Добавить в цитаты Настройки чтения

Страница 29 из 80

Малфой вцепился взглядом в её лицо, не давая никакой возможности скрыться от этих ледяных оков. Гермиона сделала ещё одну слабую попытку вырваться, но он только сильнее сомкнул пальцы, пробираясь ими до самых костей, и медленно потянул её руку на себя. Сжатую в маленький кулак и готовую впечататься в благородное лицо. Но кого она обманывала, он был гораздо сильнее. Сильнее. Горячее.

Чёрт побери, он был просто до охерения горяч. Настолько, что дышать рядом с ним становилось всё тяжелее. Настолько, что этот предательский двигатель — сердце так и бил поршнями с каждым новым ударом разрывая трещащие по швам цилиндры.

Он медленно поднёс её сопротивляющийся кулак к собственной груди и прижал к тонкой ткани свитера. Притянул его, словно растягивая тугую пружину. Кровь в момент устремилась к месту соединения их тел, больно пульсируя под кожей. Вырываясь из неё наружу. Пропуская через себя сотни киловатт электричества, прожигающего каждый сантиметр, каждый край и каждую клеточку этой слабой плоти.

И снова эта пустота внутри. Ни желания ударить, ни оттолкнуть, ни оскорбить. Ни окровавленных лап, раздвигающих рёбра и ковыряющихся в частях плоти. Он был пуст и заполнен одновременно. Бежал, стоя на месте, То ли от себя, то ли от неё.

— Поцелуй меня, Грейнджер, — от его шёпота горели уши. Воспламенялся мозг синими языками, облизывая и умоляя сказать это еще раз. Она задохнется, если не услышит этот прошибающий грудь шёпот.
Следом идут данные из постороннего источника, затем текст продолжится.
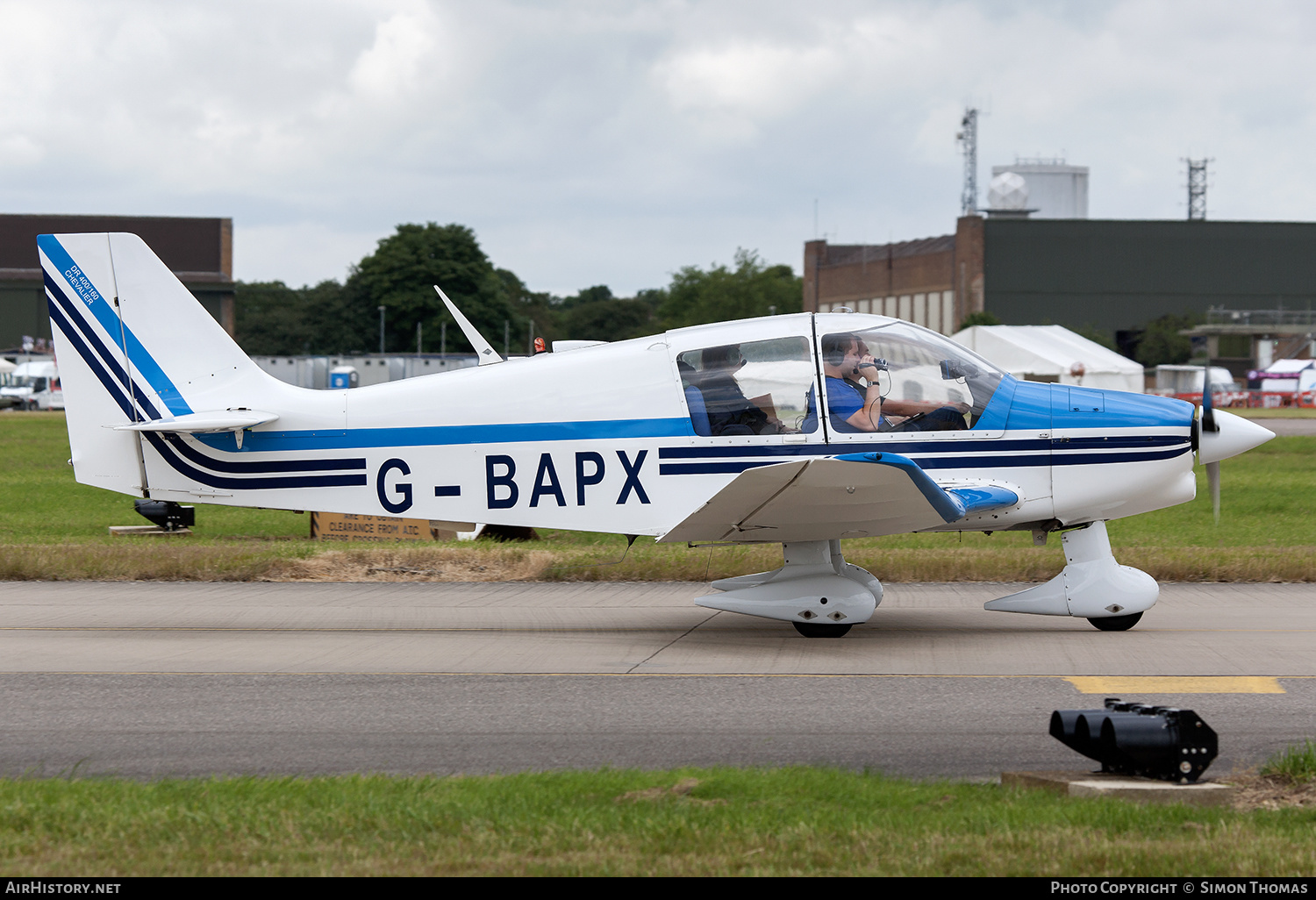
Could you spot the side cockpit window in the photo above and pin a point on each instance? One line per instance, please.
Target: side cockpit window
(758, 387)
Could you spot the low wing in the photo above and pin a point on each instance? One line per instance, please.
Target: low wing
(852, 495)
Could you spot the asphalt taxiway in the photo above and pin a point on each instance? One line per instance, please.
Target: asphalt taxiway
(150, 679)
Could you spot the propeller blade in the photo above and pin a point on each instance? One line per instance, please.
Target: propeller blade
(1213, 483)
(1208, 415)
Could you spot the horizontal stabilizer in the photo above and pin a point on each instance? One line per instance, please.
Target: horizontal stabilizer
(834, 497)
(223, 420)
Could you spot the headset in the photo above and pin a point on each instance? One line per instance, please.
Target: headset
(834, 346)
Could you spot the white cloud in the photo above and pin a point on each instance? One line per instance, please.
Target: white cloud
(615, 142)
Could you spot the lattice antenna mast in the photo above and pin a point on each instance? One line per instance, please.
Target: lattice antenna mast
(1198, 189)
(968, 137)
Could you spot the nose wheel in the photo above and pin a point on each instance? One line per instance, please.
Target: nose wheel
(1116, 623)
(813, 629)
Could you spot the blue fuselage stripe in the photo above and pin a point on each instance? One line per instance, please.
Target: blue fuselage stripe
(616, 429)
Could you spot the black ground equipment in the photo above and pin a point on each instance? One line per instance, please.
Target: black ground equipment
(1136, 739)
(166, 513)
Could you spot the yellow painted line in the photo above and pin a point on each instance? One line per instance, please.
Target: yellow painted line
(1118, 684)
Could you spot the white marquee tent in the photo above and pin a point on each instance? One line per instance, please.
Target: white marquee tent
(1052, 353)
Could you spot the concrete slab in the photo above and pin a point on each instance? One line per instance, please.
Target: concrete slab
(1141, 789)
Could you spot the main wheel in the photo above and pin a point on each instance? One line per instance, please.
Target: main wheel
(813, 629)
(1116, 623)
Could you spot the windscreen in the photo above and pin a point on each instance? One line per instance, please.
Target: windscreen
(919, 373)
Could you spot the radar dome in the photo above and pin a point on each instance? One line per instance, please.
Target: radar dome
(1008, 191)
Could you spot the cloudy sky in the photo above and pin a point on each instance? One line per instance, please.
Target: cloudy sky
(613, 142)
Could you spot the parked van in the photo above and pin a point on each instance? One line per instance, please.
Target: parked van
(33, 386)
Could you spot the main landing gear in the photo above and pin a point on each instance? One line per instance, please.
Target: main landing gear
(1091, 586)
(816, 591)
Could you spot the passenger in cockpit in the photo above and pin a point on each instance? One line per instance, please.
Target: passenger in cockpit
(862, 408)
(729, 411)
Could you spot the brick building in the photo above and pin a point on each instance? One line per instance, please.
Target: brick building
(934, 282)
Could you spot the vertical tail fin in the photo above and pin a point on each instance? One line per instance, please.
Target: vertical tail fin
(133, 346)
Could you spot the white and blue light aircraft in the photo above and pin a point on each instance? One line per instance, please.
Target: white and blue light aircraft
(707, 434)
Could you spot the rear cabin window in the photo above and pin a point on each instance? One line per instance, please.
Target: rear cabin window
(758, 387)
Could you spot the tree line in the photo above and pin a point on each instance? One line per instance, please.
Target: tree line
(332, 318)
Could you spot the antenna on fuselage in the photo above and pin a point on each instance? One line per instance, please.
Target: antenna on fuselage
(483, 349)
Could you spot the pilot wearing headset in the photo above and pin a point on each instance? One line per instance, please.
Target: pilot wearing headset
(858, 408)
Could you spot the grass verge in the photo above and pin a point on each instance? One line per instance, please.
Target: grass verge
(712, 821)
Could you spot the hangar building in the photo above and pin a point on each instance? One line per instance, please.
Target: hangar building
(1084, 274)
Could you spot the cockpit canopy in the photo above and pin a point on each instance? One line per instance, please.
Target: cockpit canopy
(760, 376)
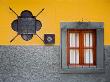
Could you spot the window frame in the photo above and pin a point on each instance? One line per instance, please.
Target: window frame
(98, 26)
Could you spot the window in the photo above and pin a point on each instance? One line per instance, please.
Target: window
(81, 47)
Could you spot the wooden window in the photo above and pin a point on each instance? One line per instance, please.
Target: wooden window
(81, 47)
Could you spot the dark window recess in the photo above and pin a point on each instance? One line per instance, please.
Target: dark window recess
(81, 47)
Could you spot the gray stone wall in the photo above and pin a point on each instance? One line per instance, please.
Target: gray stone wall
(42, 64)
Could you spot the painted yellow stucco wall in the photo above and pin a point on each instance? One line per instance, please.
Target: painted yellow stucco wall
(56, 11)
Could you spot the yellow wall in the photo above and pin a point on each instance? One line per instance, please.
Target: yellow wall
(55, 12)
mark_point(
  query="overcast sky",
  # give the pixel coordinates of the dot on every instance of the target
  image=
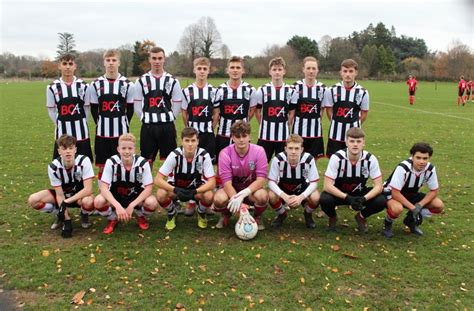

Он зарычал, когда её пальцы расслабились, и ладонь намертво прижалась к груди. Малфой чуть прикрыл глаза, но не позволил себе спрятаться за веками и огромным усилием воли, скрипящим тонкими ножками по полу, взглянул ещё раз на её лицо. Гриффиндорка только смотрела на свои пальцы, приоткрыв рот и судорожно сглатывая.

Так было лучше, да. Когда её маленькая ладошка прижималась к груди, слегка сжимая тонкую ткань. Такую лишнюю сейчас. Дьявол, да как она не загорелась от этого прикосновения?

Драко потянул её на себя и Гермиона сразу подчинилась. Сделала последний шаг, разделяющий их лица. Смешала своё дыхание с чужим, вдыхая его собственный запах. Без гвоздики и мёда, без цитрусов от мыльной пены. Только что-то едва уловимое и невесомое, от чего хотелось вцепиться в его кожу зубами, чтобы распробовать эти слабые частички чужого существа. Впитать. Стать их частью. Оставить часть себя.

— Поцелуй меня, — он просил уже в третий раз одними губами, выдыхая ей прямо в лицо, чувствуя, как ладонь неуверенно двигается к его плечам.

Гермиона медленно, короткими рывками подняла голову, переводя взгляд на потемневшие глаза. Его рука обессилено опустилась, скользнув по предплечью и выпуская из пальцев её тонкую кисть, а глаза одним мягким движением закрылись. И столько усталости было во всем этом. Столько слов повисли между их лицами, обдаваемые горячим дыханием.

Гриффиндорка коснулась серебряных волос у него на затылке, и её тело притянулось само собой. Послушно прильнуло к тому, кто ни минуты не покидал её мыслей, заставляя их ворочаться и путаться. Оно ей вообще уже не подчинялось. Гермиона едва слышно застонала, почувствовав его губы.

Мерлин, и почему её пришлось просить аж три раза?

Он только легко коснулся её и тут же оторвался, повторяя их первый поцелуй в ванне. В тот раз она дразнила его. Стреляла в голову с каждым прикосновением, рассыпая по мраморному полу горячие гильзы. И Драко хотел быть застреленным снова. Медленно. С тягучими паузами, то в сердце, то в мозг, то в глотку. Чувствовать густую красную жидкость на собственных пальцах. А потом коснуться её волос, пачкая их самим собой, путать локоны окровавленными руками и слышать, как она стонет. Почти рычит ему в рот.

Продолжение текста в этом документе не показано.